Several studies have shown that the healthy adult processes 25(OH)D at a rate equivalent to an intake of 3,000 to 5,000 I.U. vitamin D3 a day. As the rate at which the body metabolizes vitamin D3 from all sources into 25(OH)D can and will vary, it is entirely possible that 25(OH)D is consumed as fast or faster than it’s being metabolized from vitamin D3. Under these conditions, the body may be unable to build enough 25(OH)D reserves to reach a therapeutic level sufficient to prevent cluster headache attacks at a vitamin D3 dose of 10,000 IU/day.
Accordingly, if you don’t experience a favorable response with a significant reduction in the frequency and severity of your cluster headache attacks or go pain free for at least 24 hours after two full weeks on the basic regimen, you may need to titrate up on the vitamin D3 dose. You do this by increasing the daily dose of vitamin D3 by 5,000 I.U. on the 15th day of using this regimen from 10,000 IU/day to a total of 15,000 IU/day. In addition to increasing the daily intake of vitamin D3, add a loading dose of 50,000 IU vitamin D3 one day each week. This will bring your weekly total intake to 155,000 IU vitamin D3.
Continue to take the calcium, Omega 3 Fish Oil, and vitamin D3 cofactors at the same dose.

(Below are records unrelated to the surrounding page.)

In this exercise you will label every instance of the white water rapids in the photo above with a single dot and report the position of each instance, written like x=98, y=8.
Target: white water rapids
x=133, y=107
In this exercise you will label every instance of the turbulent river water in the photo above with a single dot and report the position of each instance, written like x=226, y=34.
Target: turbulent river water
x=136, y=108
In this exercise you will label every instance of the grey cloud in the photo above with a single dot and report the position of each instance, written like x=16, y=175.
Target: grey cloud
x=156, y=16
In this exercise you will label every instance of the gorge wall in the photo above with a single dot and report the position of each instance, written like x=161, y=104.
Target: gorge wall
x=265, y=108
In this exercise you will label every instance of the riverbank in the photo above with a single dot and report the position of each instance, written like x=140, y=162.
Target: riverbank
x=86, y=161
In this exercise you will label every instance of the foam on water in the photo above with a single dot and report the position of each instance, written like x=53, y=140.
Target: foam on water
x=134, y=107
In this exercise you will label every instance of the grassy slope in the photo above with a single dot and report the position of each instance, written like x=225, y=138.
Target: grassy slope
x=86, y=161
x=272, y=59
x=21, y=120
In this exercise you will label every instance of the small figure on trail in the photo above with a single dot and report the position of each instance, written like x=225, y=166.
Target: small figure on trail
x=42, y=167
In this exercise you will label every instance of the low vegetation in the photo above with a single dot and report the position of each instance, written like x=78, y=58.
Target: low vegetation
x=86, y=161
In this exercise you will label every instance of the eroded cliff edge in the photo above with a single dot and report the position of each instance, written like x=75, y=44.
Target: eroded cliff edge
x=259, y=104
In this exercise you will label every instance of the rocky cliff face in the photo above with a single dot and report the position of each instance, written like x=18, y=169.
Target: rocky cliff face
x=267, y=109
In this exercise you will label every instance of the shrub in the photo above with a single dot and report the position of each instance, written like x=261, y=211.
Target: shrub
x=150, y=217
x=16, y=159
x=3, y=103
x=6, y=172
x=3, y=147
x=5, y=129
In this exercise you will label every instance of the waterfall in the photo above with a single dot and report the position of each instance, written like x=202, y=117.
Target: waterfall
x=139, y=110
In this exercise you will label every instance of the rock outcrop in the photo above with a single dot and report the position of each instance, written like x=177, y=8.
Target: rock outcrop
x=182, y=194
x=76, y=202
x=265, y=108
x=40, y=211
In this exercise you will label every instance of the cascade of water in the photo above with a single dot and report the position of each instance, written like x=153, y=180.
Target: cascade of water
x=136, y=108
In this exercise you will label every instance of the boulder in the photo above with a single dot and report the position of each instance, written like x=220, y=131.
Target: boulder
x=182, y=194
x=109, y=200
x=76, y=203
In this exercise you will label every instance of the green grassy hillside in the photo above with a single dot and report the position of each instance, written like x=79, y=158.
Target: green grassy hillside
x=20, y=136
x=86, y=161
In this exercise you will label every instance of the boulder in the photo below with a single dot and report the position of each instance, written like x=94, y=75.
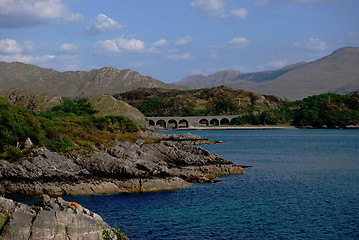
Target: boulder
x=51, y=218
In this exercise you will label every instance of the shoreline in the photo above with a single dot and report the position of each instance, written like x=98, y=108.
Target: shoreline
x=231, y=128
x=250, y=128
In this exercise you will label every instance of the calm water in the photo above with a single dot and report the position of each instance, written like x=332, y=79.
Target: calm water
x=304, y=184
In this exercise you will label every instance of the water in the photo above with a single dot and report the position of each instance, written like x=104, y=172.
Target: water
x=304, y=184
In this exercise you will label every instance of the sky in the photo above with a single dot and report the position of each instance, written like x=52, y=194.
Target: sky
x=171, y=39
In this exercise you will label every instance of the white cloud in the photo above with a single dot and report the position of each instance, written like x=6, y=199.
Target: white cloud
x=120, y=44
x=21, y=13
x=278, y=63
x=107, y=46
x=184, y=56
x=239, y=13
x=265, y=3
x=160, y=42
x=26, y=58
x=103, y=24
x=9, y=47
x=29, y=46
x=185, y=40
x=239, y=42
x=130, y=44
x=311, y=44
x=210, y=8
x=68, y=47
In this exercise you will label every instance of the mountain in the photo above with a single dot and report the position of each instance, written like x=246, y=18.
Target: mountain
x=105, y=104
x=200, y=102
x=107, y=80
x=338, y=73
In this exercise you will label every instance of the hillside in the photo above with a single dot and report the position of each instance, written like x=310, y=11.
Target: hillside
x=338, y=73
x=208, y=101
x=106, y=105
x=107, y=80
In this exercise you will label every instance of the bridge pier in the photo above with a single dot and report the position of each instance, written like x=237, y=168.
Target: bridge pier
x=190, y=122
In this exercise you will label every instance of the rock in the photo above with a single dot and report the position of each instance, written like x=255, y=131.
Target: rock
x=28, y=143
x=51, y=218
x=125, y=167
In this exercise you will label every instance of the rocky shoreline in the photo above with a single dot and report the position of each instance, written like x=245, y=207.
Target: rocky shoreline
x=52, y=218
x=171, y=163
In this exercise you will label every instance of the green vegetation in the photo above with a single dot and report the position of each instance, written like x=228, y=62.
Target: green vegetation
x=325, y=110
x=65, y=127
x=328, y=110
x=3, y=219
x=107, y=234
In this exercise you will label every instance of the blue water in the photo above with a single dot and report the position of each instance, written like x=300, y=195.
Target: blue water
x=304, y=184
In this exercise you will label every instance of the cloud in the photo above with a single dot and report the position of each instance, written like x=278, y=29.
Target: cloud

Continue at this dosing rate for one week. If there is no change in your cluster headache pattern by then, add an additional 5,000 IU/day vitamin D3 and continue the once a week loading dose. This will bring your weekly total vitamin D3 intake to 190,000 IU vtamin D3.
Continue at this dose for another week.
If you haven’t experience a favorable response by the time, then schedule a lab test for 25(OH)D. If your 25(OH)D level is still below 60 ng/mL, (150 nmol/L), continue at this dose for another month then repeat the lab test for 25(OH)D. If your 25(OH)D level is in the 60 to 110 ng/mL range and you still have not had a favorable response, reduce the vitamin D3 dose to 10,000 IU/day, see your PCP and ask for a consult with an endocrinologist. As an alternative, try to see an integrative or Homeopathic physician. They are generally more experienced in testing and treating vitamin and mineral deficient conditions than are neurologists or GPs.
For best absorption
This regimen can be taken any time of the day, but it’s best taken with an 8 oz. glass of lemonade, limeade, orange juice or any fruit juice high in citric acid sweetened with a little honey. Honey is a natural source of Boron, which is listed as one of the “cofactors” along with magnesium, vitamin K and zinc. The Vitamin D Council indicates these cofactors help in metabolizing vitamin D3 into 25(OH)D and also aid in maintaining calcium homeostasis. The calcium citrate and citric acid also combine to form a buffer that elevates stomach gastric juices and maintains this elevated pH for up to seven hours. That can help elevate arterial pH, which can aid in stimulating vasoconstriction in and around the trigeminal nerves.